In this painting the awkward attempt to model forms, to develop space three-dimensionally, and to imitate the colors and textures of the various objects indicate that its painter, who is unknown, was aware of but little practiced in the academic methods basic to American artistic training in the nineteenth century. At the same time the clumsy negotiation of the table, oddly shaped plate, and watermelon as well as the skewed table top contribute to the work's charm. Though the artist did not deliberately intend them, the distortions in the space of the picture and shapes of the objects also give the work a peculiarly modern appeal. Those distortions, which are typical of folk art generally, explain in part the revival of interest in studying, collecting, and exhibiting this art beginning in the 1920s when aesthetic sensibilities shaped by exposure to the works of Cezanne and other Post-Impressionist and Cubist artists were receptive to the folk painter's stark, direct style. Paradoxically the current popularity of folk paintings has put them beyond the financial reach of the very kinds of people for whom they were originally made.
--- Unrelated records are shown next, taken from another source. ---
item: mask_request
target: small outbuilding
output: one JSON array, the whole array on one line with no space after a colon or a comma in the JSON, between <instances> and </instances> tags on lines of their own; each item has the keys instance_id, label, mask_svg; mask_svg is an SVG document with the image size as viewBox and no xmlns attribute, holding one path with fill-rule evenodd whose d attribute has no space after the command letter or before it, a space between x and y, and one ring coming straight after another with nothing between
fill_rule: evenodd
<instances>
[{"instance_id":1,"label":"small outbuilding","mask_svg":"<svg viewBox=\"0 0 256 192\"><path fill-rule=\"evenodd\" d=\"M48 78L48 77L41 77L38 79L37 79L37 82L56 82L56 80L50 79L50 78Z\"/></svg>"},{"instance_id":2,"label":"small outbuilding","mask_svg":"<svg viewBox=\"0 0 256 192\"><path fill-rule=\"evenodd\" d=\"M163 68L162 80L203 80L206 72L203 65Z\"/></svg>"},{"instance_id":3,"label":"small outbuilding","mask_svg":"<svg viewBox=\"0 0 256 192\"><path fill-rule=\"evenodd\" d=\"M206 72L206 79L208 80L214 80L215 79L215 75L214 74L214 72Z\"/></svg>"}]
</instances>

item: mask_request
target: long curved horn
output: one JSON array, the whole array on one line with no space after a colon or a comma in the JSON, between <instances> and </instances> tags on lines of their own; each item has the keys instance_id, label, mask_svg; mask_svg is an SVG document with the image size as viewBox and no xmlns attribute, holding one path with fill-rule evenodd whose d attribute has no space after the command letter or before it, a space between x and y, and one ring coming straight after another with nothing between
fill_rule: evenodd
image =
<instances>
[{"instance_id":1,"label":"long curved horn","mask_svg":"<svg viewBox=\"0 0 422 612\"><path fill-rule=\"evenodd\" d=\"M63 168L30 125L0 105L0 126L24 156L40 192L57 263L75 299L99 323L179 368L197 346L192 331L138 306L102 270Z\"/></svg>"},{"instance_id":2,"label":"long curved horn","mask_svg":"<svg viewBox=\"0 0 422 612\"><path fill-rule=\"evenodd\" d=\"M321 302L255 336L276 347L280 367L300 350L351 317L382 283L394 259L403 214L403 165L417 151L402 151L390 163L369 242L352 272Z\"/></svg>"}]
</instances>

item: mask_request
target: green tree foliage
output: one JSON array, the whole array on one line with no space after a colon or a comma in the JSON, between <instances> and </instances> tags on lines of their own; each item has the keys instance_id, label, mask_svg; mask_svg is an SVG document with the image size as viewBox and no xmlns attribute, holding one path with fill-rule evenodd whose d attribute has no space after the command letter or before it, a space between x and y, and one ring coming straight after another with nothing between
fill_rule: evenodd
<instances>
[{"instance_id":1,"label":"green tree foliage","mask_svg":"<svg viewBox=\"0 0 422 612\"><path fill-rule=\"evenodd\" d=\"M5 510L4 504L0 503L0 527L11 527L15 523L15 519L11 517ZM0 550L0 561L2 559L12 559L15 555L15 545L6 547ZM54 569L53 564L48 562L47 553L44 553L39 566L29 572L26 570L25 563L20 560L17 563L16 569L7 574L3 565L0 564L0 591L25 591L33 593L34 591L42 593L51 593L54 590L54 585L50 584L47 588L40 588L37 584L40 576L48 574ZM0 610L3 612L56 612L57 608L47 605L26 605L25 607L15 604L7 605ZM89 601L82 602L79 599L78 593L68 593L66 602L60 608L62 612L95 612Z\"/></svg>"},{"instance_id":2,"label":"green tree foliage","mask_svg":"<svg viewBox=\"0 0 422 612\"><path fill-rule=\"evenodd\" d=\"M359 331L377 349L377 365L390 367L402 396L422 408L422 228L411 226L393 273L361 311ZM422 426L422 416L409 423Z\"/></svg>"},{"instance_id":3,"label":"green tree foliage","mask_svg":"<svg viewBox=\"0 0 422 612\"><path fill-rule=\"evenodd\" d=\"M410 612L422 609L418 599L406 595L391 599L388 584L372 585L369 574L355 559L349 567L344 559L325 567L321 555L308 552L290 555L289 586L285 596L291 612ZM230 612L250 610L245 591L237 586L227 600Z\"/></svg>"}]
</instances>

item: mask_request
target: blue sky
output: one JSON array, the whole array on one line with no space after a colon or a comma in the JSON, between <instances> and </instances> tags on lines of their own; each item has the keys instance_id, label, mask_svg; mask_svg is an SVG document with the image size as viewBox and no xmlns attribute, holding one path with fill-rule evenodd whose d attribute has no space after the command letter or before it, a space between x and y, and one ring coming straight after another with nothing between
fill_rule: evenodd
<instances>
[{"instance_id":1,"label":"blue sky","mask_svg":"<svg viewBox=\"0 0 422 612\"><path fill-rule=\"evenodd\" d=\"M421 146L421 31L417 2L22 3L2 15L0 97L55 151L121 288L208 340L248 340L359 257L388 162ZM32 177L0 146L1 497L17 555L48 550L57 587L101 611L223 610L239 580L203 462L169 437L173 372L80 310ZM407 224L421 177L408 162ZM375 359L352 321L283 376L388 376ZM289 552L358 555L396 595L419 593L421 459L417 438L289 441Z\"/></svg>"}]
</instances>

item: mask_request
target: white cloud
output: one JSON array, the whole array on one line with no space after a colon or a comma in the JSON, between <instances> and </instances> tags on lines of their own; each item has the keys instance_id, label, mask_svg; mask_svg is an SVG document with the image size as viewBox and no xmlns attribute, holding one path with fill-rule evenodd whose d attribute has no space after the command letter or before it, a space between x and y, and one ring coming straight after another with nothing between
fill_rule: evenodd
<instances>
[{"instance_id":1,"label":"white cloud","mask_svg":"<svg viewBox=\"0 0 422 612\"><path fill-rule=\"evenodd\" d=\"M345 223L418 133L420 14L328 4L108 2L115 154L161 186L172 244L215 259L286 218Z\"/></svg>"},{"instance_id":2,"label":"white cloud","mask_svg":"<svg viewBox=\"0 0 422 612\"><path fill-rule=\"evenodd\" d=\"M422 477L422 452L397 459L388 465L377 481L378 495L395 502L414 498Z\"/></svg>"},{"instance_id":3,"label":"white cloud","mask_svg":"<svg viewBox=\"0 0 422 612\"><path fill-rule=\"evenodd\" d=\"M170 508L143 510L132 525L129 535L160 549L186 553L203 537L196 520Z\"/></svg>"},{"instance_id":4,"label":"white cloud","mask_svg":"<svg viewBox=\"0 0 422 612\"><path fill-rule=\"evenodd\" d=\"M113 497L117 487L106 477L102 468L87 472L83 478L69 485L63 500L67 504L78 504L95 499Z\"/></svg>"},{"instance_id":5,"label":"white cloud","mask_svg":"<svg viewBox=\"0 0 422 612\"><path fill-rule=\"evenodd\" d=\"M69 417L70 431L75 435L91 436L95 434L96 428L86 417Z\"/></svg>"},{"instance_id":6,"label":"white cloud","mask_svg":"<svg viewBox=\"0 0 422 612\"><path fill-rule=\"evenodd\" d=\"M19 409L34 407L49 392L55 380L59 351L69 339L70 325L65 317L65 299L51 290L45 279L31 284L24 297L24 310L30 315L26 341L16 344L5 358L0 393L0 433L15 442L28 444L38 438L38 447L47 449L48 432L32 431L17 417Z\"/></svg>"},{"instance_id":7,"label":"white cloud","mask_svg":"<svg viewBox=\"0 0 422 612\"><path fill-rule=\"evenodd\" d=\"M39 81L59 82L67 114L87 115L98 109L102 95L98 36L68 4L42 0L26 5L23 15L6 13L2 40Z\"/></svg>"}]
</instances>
Although European still lifes rarely feature watermelons, they were common in both folk and fine art in the United States. They were, for example, a favored fruit among members of the Peale family, appearing in still lifes by Raphaelle and James Peale as well as pictures by Margaretta Angelica Peale and Sarah Miriam Peale. The watermelon's desirability as a still-life object was two-fold. With its mottled green rind, pink flesh, and dark brown seeds, it offered the painter a variety of colors and textures. Moreover, water melon was a popular American food. The seeds of the watermelon, which originated in Africa, were brought to the United States by slave traders as well as slaves and cultivated throughout the country. Although derogatory associations between African-Americans and watermelons became commonplace in the later decades of the nineteenth century, they were rare at the time this still life was painted. The watermelon, instead, was consumed by members of all classes during the summer when its cool, wet pulp proved most refreshing. In addition to eating the watermelon flesh, people pickled the rind, particularly in New England, and boiled the fruit to make sugar and molasses.

This text was adapted from Karyn Esielonis, et al, "Still-Life Painting in the Museum of Fine Arts, Boston" (Boston, Museum of Fine Arts, 1994).

ProvenanceThe artist; with Victor Spark, New York, 1947; to Maxim Karolik, Newport, R.I., 1947; to MFA, 1948, gift of Maxim Karolik.